The mission was originally planned to launch Aug. 27. It was postponed first to check possible lightning damage and then due to Tropical Storm Ernesto. The delay gave Commander Pavel Vinogradov, Flight Engineer NASA Science Officer Jeff Williams and European Space Agency astronaut Thomas Reiter of Germany more time to prepare for Atlantis' mission.
The crew packed items that will be returned to Earth and reviewed plans for the shuttle flight's three spacewalks. They also conducted normal station maintenance, daily exercise sessions and scientific experiments.

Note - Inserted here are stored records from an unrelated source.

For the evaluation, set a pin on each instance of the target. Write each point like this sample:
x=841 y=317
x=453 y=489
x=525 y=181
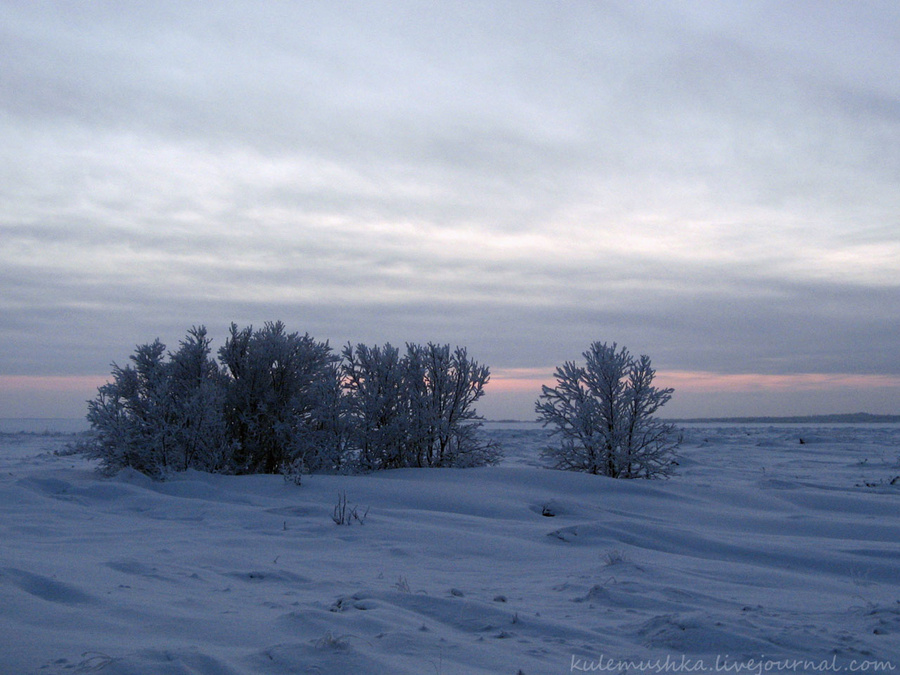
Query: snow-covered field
x=763 y=554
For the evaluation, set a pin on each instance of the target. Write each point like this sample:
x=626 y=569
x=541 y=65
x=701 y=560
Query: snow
x=760 y=553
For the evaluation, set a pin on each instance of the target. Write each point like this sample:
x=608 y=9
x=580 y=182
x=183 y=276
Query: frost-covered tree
x=442 y=388
x=374 y=382
x=602 y=414
x=273 y=394
x=415 y=410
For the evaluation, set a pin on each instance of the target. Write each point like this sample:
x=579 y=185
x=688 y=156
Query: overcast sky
x=714 y=184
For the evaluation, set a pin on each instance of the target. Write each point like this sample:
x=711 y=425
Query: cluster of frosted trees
x=277 y=401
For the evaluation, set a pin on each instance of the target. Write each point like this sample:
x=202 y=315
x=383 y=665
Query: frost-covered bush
x=274 y=395
x=415 y=410
x=602 y=414
x=283 y=402
x=160 y=415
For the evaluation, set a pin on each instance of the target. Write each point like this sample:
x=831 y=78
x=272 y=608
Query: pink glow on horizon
x=51 y=383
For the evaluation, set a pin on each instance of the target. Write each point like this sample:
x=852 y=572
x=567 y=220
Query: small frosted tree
x=415 y=409
x=602 y=414
x=273 y=394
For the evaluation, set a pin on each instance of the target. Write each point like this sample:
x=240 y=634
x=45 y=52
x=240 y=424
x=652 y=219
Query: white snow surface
x=761 y=552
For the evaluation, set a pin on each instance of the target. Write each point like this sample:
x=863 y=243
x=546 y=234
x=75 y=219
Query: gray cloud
x=711 y=183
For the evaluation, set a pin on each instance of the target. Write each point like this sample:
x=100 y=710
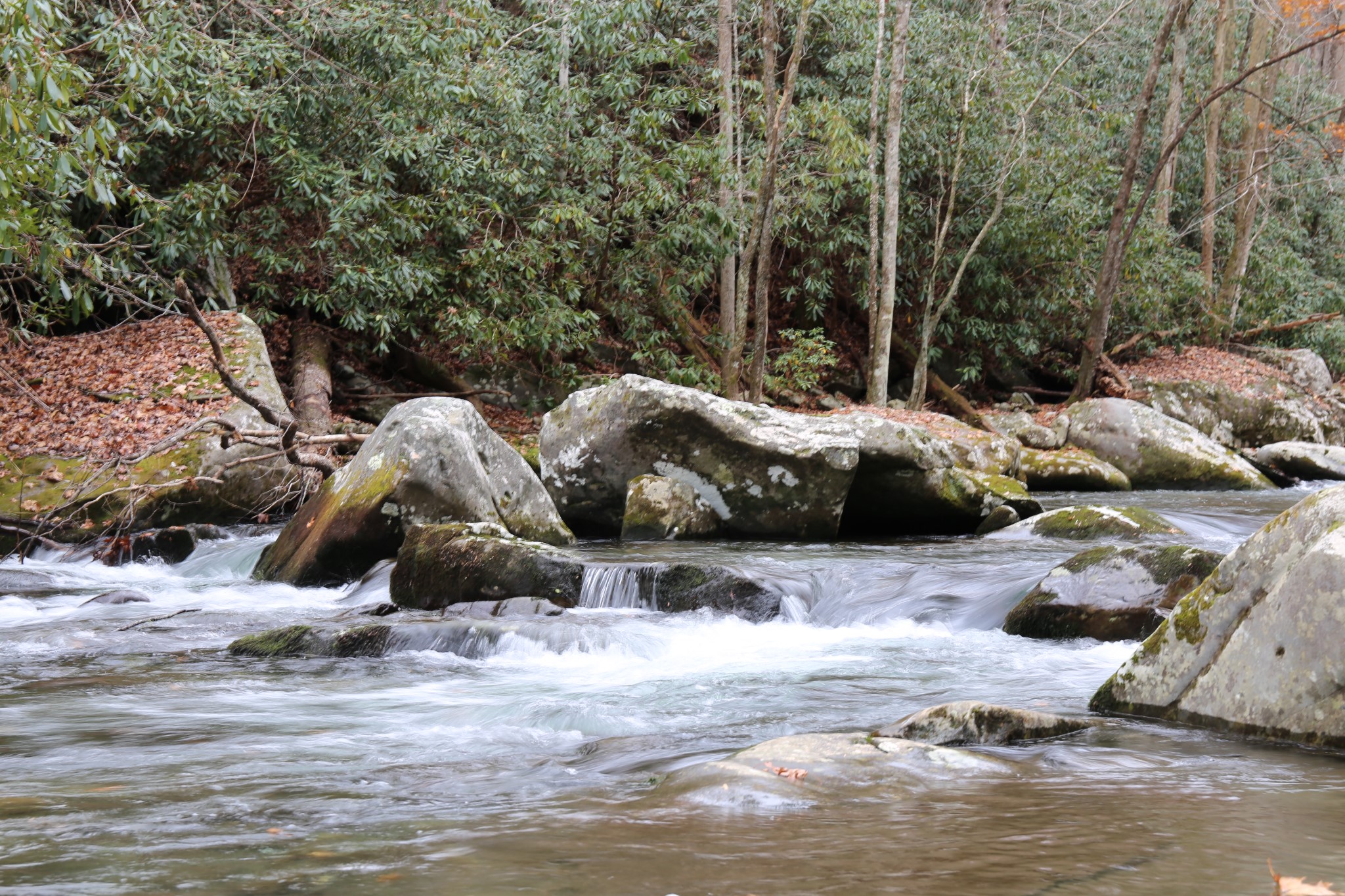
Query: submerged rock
x=763 y=472
x=1070 y=471
x=1157 y=452
x=1094 y=522
x=432 y=459
x=460 y=563
x=969 y=721
x=1256 y=647
x=1304 y=459
x=658 y=508
x=1110 y=593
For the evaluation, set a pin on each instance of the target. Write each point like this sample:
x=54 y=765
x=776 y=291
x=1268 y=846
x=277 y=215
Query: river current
x=533 y=758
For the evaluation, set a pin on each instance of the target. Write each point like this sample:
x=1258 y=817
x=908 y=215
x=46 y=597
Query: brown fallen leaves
x=1298 y=885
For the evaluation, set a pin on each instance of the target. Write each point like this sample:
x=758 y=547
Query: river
x=150 y=761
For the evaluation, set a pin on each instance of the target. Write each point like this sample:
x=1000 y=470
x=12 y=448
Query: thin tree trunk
x=1245 y=207
x=730 y=372
x=311 y=378
x=1172 y=117
x=1114 y=250
x=880 y=363
x=875 y=194
x=1214 y=121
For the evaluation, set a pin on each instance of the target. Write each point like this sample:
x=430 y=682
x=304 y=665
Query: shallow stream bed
x=150 y=761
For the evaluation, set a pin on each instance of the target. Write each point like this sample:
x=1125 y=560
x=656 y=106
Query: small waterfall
x=613 y=586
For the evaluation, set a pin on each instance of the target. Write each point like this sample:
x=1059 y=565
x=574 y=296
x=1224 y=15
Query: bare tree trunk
x=881 y=358
x=1214 y=121
x=1114 y=250
x=730 y=371
x=1256 y=106
x=1172 y=117
x=875 y=194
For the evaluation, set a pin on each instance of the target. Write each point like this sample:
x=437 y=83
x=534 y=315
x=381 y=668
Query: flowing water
x=531 y=757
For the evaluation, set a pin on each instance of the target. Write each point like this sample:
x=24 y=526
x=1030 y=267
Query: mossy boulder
x=969 y=721
x=1070 y=471
x=1086 y=522
x=658 y=508
x=763 y=472
x=1304 y=459
x=1157 y=452
x=940 y=477
x=1256 y=647
x=432 y=459
x=1110 y=593
x=439 y=566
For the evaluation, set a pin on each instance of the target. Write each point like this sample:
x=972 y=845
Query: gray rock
x=432 y=459
x=1084 y=522
x=1304 y=459
x=1110 y=593
x=763 y=472
x=1256 y=647
x=1070 y=471
x=658 y=508
x=969 y=721
x=1157 y=452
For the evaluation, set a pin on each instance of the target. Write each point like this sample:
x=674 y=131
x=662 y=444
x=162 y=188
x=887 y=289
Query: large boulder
x=432 y=459
x=969 y=721
x=1110 y=593
x=1304 y=459
x=658 y=508
x=1070 y=471
x=930 y=476
x=1086 y=522
x=1157 y=452
x=763 y=472
x=1256 y=647
x=440 y=566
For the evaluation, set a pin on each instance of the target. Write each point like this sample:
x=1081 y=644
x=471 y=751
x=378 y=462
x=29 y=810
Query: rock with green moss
x=1157 y=452
x=1086 y=522
x=1304 y=459
x=432 y=459
x=1256 y=647
x=1110 y=593
x=970 y=721
x=1070 y=471
x=658 y=508
x=439 y=566
x=762 y=471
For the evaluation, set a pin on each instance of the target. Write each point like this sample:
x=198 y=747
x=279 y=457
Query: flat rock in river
x=1110 y=593
x=1157 y=452
x=1256 y=647
x=432 y=459
x=763 y=472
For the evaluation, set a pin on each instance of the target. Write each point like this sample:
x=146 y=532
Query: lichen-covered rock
x=1304 y=459
x=1157 y=452
x=1023 y=426
x=969 y=721
x=659 y=508
x=1070 y=471
x=1256 y=647
x=432 y=459
x=763 y=472
x=439 y=566
x=1110 y=593
x=937 y=479
x=1084 y=522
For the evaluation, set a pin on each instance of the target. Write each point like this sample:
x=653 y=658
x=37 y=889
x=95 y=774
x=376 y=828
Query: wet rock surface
x=432 y=459
x=973 y=723
x=1256 y=647
x=1110 y=593
x=1157 y=452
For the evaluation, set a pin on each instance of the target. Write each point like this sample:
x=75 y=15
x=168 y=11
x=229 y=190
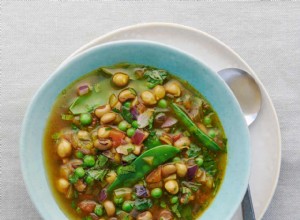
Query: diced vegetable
x=160 y=153
x=193 y=129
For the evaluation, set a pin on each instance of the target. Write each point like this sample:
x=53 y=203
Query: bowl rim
x=64 y=65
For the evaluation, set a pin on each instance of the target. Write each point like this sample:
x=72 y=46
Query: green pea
x=156 y=193
x=130 y=132
x=118 y=200
x=89 y=180
x=176 y=159
x=127 y=206
x=85 y=119
x=199 y=161
x=79 y=171
x=207 y=120
x=88 y=161
x=123 y=125
x=174 y=199
x=79 y=154
x=135 y=124
x=212 y=133
x=98 y=210
x=127 y=104
x=162 y=103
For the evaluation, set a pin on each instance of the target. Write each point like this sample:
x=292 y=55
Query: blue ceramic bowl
x=177 y=62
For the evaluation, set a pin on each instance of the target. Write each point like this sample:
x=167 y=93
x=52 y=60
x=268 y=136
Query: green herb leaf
x=143 y=204
x=193 y=151
x=129 y=158
x=127 y=169
x=155 y=77
x=98 y=174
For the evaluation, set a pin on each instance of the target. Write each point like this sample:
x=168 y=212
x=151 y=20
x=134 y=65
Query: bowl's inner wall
x=176 y=62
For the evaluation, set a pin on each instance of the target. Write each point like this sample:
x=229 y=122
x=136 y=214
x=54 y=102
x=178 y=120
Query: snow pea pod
x=193 y=129
x=143 y=165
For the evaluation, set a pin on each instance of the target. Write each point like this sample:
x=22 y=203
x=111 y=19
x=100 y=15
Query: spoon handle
x=247 y=206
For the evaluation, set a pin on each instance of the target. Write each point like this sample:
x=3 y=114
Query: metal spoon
x=248 y=94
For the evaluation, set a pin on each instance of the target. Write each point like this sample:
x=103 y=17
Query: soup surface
x=133 y=142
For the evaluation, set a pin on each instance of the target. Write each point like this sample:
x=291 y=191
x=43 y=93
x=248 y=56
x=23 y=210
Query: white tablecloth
x=36 y=36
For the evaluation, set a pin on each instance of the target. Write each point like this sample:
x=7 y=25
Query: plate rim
x=110 y=34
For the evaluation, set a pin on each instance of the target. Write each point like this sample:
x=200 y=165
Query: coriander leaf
x=143 y=204
x=193 y=151
x=129 y=158
x=98 y=174
x=155 y=77
x=127 y=169
x=100 y=162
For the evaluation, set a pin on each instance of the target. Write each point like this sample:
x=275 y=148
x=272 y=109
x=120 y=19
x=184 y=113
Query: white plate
x=265 y=132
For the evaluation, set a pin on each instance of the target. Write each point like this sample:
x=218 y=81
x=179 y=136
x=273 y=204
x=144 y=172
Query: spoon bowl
x=246 y=91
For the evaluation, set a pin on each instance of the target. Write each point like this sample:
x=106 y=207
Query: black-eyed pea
x=64 y=148
x=101 y=110
x=108 y=118
x=159 y=92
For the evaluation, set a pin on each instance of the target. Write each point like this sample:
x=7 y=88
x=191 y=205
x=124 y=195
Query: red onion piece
x=170 y=121
x=134 y=112
x=102 y=195
x=83 y=89
x=192 y=172
x=108 y=154
x=138 y=137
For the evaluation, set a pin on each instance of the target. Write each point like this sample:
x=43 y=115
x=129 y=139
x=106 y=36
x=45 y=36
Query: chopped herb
x=193 y=151
x=98 y=174
x=193 y=186
x=143 y=204
x=155 y=77
x=127 y=169
x=129 y=158
x=100 y=162
x=67 y=117
x=73 y=179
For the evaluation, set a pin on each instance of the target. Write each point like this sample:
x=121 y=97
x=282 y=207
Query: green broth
x=204 y=194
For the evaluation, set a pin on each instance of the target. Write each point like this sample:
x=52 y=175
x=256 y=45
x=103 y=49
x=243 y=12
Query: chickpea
x=62 y=185
x=103 y=144
x=120 y=79
x=168 y=169
x=103 y=132
x=148 y=98
x=64 y=148
x=173 y=89
x=83 y=135
x=145 y=216
x=181 y=142
x=111 y=176
x=159 y=92
x=109 y=208
x=172 y=186
x=181 y=169
x=100 y=111
x=108 y=117
x=127 y=94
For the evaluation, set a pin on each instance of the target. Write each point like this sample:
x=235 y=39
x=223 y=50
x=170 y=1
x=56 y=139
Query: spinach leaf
x=143 y=204
x=193 y=151
x=155 y=77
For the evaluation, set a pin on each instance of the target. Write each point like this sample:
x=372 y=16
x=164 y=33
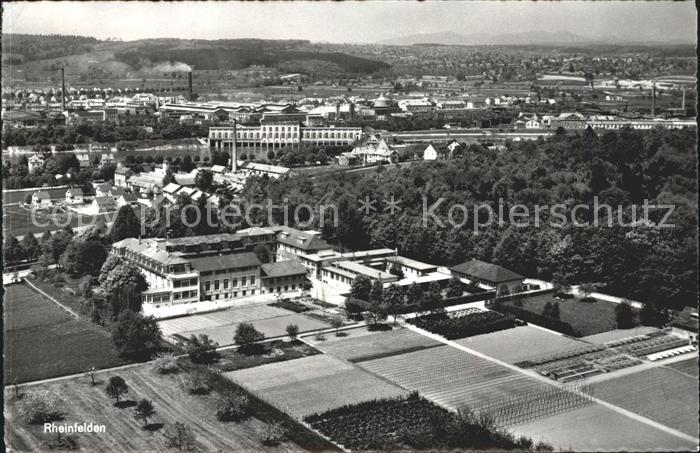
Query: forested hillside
x=620 y=168
x=25 y=48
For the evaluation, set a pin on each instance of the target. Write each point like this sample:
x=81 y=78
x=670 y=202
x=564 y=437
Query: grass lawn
x=313 y=384
x=661 y=394
x=274 y=351
x=43 y=341
x=587 y=318
x=172 y=402
x=360 y=344
x=520 y=344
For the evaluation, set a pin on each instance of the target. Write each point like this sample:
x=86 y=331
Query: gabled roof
x=232 y=261
x=282 y=269
x=486 y=271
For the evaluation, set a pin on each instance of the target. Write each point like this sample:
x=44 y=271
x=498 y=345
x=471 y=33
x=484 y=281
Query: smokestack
x=683 y=101
x=234 y=154
x=63 y=90
x=189 y=85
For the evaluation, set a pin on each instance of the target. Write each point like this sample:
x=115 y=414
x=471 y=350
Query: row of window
x=219 y=284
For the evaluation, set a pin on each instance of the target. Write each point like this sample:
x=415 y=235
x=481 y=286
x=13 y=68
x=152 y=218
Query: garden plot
x=372 y=345
x=598 y=428
x=313 y=384
x=520 y=344
x=457 y=380
x=660 y=394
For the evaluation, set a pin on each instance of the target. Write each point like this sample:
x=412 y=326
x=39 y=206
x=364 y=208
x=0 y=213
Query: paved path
x=546 y=380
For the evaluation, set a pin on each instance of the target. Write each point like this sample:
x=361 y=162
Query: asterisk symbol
x=392 y=205
x=367 y=205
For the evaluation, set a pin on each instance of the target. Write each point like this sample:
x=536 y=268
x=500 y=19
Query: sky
x=351 y=21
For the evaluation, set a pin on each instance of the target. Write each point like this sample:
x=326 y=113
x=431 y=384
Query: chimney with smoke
x=63 y=90
x=234 y=153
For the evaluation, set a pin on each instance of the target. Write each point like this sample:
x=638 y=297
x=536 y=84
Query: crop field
x=457 y=379
x=689 y=366
x=18 y=221
x=83 y=402
x=520 y=343
x=42 y=340
x=221 y=325
x=318 y=383
x=660 y=394
x=464 y=323
x=597 y=428
x=587 y=318
x=372 y=345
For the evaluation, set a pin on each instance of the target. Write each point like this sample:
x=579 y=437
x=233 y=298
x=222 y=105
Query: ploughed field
x=171 y=399
x=360 y=344
x=457 y=379
x=318 y=383
x=660 y=394
x=42 y=340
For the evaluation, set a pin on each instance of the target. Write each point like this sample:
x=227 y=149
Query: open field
x=520 y=343
x=587 y=318
x=619 y=334
x=42 y=340
x=221 y=325
x=84 y=403
x=361 y=344
x=597 y=428
x=457 y=379
x=689 y=367
x=318 y=383
x=18 y=221
x=660 y=394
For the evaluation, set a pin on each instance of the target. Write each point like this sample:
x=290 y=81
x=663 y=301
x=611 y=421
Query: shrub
x=165 y=364
x=198 y=383
x=232 y=408
x=39 y=407
x=271 y=434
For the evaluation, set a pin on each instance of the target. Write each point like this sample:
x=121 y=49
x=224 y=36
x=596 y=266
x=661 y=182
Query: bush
x=39 y=407
x=198 y=383
x=232 y=408
x=165 y=364
x=271 y=434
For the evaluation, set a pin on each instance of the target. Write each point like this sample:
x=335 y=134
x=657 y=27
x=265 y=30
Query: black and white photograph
x=350 y=226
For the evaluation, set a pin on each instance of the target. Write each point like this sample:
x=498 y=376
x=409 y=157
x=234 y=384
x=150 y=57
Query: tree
x=204 y=180
x=232 y=408
x=395 y=269
x=246 y=335
x=292 y=331
x=136 y=336
x=90 y=372
x=202 y=349
x=263 y=253
x=361 y=287
x=454 y=287
x=393 y=297
x=144 y=409
x=376 y=294
x=336 y=322
x=126 y=225
x=31 y=246
x=179 y=436
x=12 y=251
x=624 y=316
x=116 y=388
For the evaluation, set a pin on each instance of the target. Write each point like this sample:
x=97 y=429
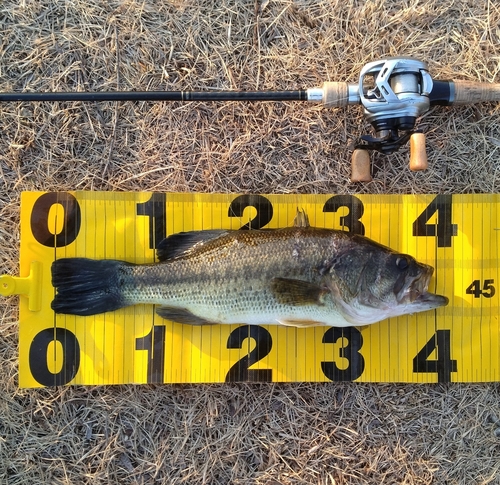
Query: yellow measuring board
x=456 y=234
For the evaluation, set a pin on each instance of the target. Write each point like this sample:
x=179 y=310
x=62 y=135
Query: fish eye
x=402 y=263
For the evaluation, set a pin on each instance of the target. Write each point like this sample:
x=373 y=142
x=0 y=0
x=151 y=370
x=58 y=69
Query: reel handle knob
x=418 y=154
x=360 y=166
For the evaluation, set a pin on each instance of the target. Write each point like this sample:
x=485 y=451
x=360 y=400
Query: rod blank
x=300 y=95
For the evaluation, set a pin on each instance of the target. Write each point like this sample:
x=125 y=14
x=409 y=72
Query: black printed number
x=444 y=229
x=154 y=344
x=71 y=219
x=443 y=365
x=155 y=209
x=263 y=206
x=39 y=356
x=487 y=290
x=263 y=343
x=352 y=219
x=350 y=352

Williams spent parts of three days this week working with a cosmic radiation study called the Anomalous Long-Term Effects in Astronauts' Central Nervous Systems. The experiment tracks cosmic radiation while monitoring brain activity and recording the subject's visual perceptions. Williams spent one orbit, about 90 minutes, floating prone with sensor blocks over and beside his head. The experiment's results may help develop ways to protect future space fliers from the effects of cosmic radiation.
Later in the week, Williams worked with the Capillary Flow Effects experiment, studying the dynamics of capillary flow in microgravity. Insight gained from the experiment may help in the developments of fluid transport systems for future spacecraft.
Other work included testing a seal the astronauts replaced on an experiment facility called the Microgravity Science Glovebox. The glovebox, in the U.S. laboratory Destiny, provides a contained environment for experiments involving fluid, flame or fumes.